There were other highlights today, of course. They included a slew of Skater Powerboats models—John Tomlinson’s 197-mph in Jon Roth’s 388 Skater catamaran, Kenny Mungle’s impressive 177-mph run in his 32-foot Skater Gone Again, Louie Marchese’s 155-mph run in his 338 Fat Boy powered by twin 1,200-hp Young Performance engines and a 124-mph outboard-powered 24-footer.

Another stunning Mystic was Don Onken’s catamaran Recycler, which ran 188-mph with driver Myrick Coil, whose supportive wife gave birth to his third child earlier in the day, and throttleman John Cosker, the owner and founder of Mystic.

“We were getting towed out in the Recycler boat when I saw (the Spirit of Qatar team) start,” Cosker said. “The start didn’t look fantastic so I wasn’t sure if it would be that good of a run. But when I heard 244 mph I was amazed. It is incredible—it really is.”

Cosker, who said he believes a boat built specifically for the Shootout could probably run faster with the right power, was impressed with the Spirit of Qatar team’s efforts in his 50-footer.

“I’m very proud of that speed,” Cosker added. “I wished we got a little more out of the Recycler boat, but we’ll be back tomorrow to try to go faster. The power is there—we’re just trying to harness it right from the start.”
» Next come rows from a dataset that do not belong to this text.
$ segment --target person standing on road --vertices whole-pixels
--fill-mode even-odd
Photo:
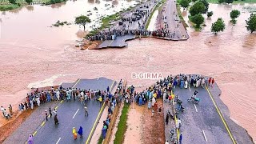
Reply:
[[[99,106],[102,107],[102,96],[99,96],[98,102],[99,102]]]
[[[46,121],[48,121],[48,113],[47,113],[47,110],[46,110],[45,113],[46,113]]]
[[[208,86],[210,86],[210,82],[211,82],[211,78],[210,77],[208,79]]]
[[[9,112],[10,112],[10,115],[13,114],[13,106],[11,106],[10,104],[10,106],[9,106]]]
[[[182,144],[182,133],[181,133],[181,134],[179,135],[179,144]]]
[[[182,125],[182,121],[181,121],[180,118],[178,118],[178,119],[177,120],[176,128],[179,130],[179,129],[181,128],[181,125]]]
[[[50,118],[51,118],[52,114],[51,114],[51,109],[50,109],[50,107],[49,107],[49,114],[50,114]]]
[[[110,86],[106,87],[106,92],[109,94],[110,93]]]
[[[1,106],[1,111],[2,113],[3,117],[5,117],[5,114],[3,112],[4,110],[5,110],[5,109],[2,106]]]
[[[57,114],[54,115],[54,123],[55,123],[55,125],[58,124],[58,119],[57,118]]]
[[[80,135],[80,138],[82,138],[82,127],[80,126],[79,130],[78,131],[78,134]]]
[[[74,127],[73,127],[72,133],[73,133],[73,136],[74,136],[74,140],[76,140],[78,138],[78,134],[77,134],[77,130],[75,130]]]
[[[214,78],[211,81],[211,87],[214,87]]]
[[[103,128],[102,129],[102,136],[103,139],[105,139],[106,138],[106,126],[104,126]]]
[[[86,105],[85,105],[85,115],[86,115],[86,114],[87,116],[89,115],[89,114],[88,114],[88,110],[87,110]]]
[[[30,134],[29,138],[28,138],[28,140],[27,140],[27,143],[28,143],[28,144],[33,144],[33,143],[34,143],[33,135],[32,135],[32,134]]]
[[[168,123],[169,123],[169,114],[168,113],[166,117],[166,125],[168,125]]]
Another cool highlight was that Lake of the Ozarks’ own Tristan Collins ran 80 mph in her first run at the event she’s been attending since she was a kid. Collins, outfitted in a pink helmet and a pink lifevest, drove Tyson Garvin’s Skater 399 V, which is powered by a pair of 480-hp Cummins diesel engines connected with Arneson ASD8 surface drives.